Una tarde el Charro llegó con varios secuaces. Traían con ellos a un tipo con los ojos vendados. El “señor” venía herido de un hombro y estaba casi inconsciente.
-Juanito- dijo el Charro. -Vamos a encerrar a este güero en aquel hoyo que me mostraste.
Luego de tirarlo en una celda, atravesaron un candado en la reja. El Charro instruyó a Juan:
-Quiero que lo alimentes y para que no se nos muera, con cada comida dale estas pastillas, una es para el dolor, la otra para prevenir una infección.
-No se preocupe don Pepe, esto será sólo por unos días. Cuando termine la negociación, lo vendremos a traer. -Dijo el Mexicano para calmar al tío.
Cinco días después el Charro apareció con cara de pocos amigos.
-Esta mierda no está funcionando. La vieja es más terca que una mula -recuerda Juan que dijo maldiciendo. Antes de bajar al calabozo, con dos de sus hombres, dijo a Juan:
-No te quiero cerca. Ándate para otro lado.
Al rato subieron con algo envuelto en un trapo y llamó al muchacho.
-Hazme un favor Juanito. Cuidá al señor. Tuvo un accidente. Lávale la herida. Échale esto para que no se infecte. Voy a dejarte una copia de la llave del candado para que puedas entrar, pero cuidado, no se te vaya a escapar. Eso me pondría muy enojado Juanito.
A pesar del tono amistoso, a Juan se le erizó la piel. Esa tarde bajó. El señor estaba desmayado. Le lavó la mano cercenada. Luego le echó el ungüento y lo vendó con un trapo limpio. Los siguientes días fueron complicados. El prisionero era presa de una fiebre incontrolable. Finalmente su tío logró controlarla usando unas hierbas.
La macabra historia se repitió una semana después. Esta vez fue la oreja. Juan se sentía aterrorizado al ir descubriendo la verdadera personalidad del hombre que le llevaba dulces y juguetes.
Juan se colaba en el subterráneo y se sentaba en la oscuridad de las gradas a observar ese hombre, alto, de ojos claros y pelo rubio que comía poco y pasaba casi todo el tiempo perdido en sus pensamientos. A veces lanzaba unos alaridos que estremecían. Juan se preguntaba, con la morbosidad de los adolescentes, ¿qué le cortaría el Charro la próxima vez que viniera?

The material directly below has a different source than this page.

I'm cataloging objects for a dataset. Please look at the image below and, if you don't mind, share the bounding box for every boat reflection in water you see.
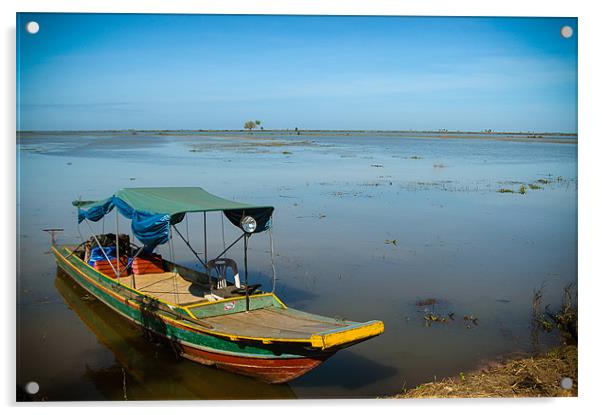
[54,268,296,400]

Dos semanas después, a José le avisaron que esa tarde llegaría una avioneta. Era la temporada de lluvia y no hacían vuelos nocturnos. Como en otras ocasiones, desenterraron los bidones de gasolina para reaprovisionarla y los pusieron al extremo de la pista. Recogieron las ramas y piedras que estuvieran ensuciándola y se sentaron detrás de una arboleda a esperar. Al mediodía apareció la gente del Charro, esta vez él no llegó. Casi a las cinco la avioneta realizó un aterrizaje perfecto. Los hombres iniciaron la descarga. Estaban afanados en eso cuando de detrás de un cerro apareció un helicóptero. El trepidar del fuego de las ametralladoras de ambos bandos hizo que José y Juan salieran corriendo. Las fuerzas rivales habían rodeado el lugar. Tío y sobrino subían por la montaña, aferrándose a las raíces, resbalando continuamente, mientras escuchaban el zumbido de las balas disparadas en los alrededores. De pronto Juan escuchó un gemido y vio caer a su tío. Una bala le había atravesado la cabeza.
Juan estuvo escondido en la montaña por más de una semana. Vio cómo los soldados incendiaban la que había sido su casa, lo que avivó el recuerdo de cuando había perdido a sus padres. Por fin, cuando se animó a bajar, lo hizo con infinitas precauciones. En la pista habían quedado las huellas del combate. Estaban la avioneta y varios vehículos quemados, había manchas de sangre, pero ni un solo cadáver.
De pronto recordó al señor en el calabozo. Cuando bajaba a buscarlo, un insoportable hedor le hizo retroceder. Sólo alcanzó a describirme las inmensas ratas negras, entregadas a un incontrolable frenesí dentro del calabozo.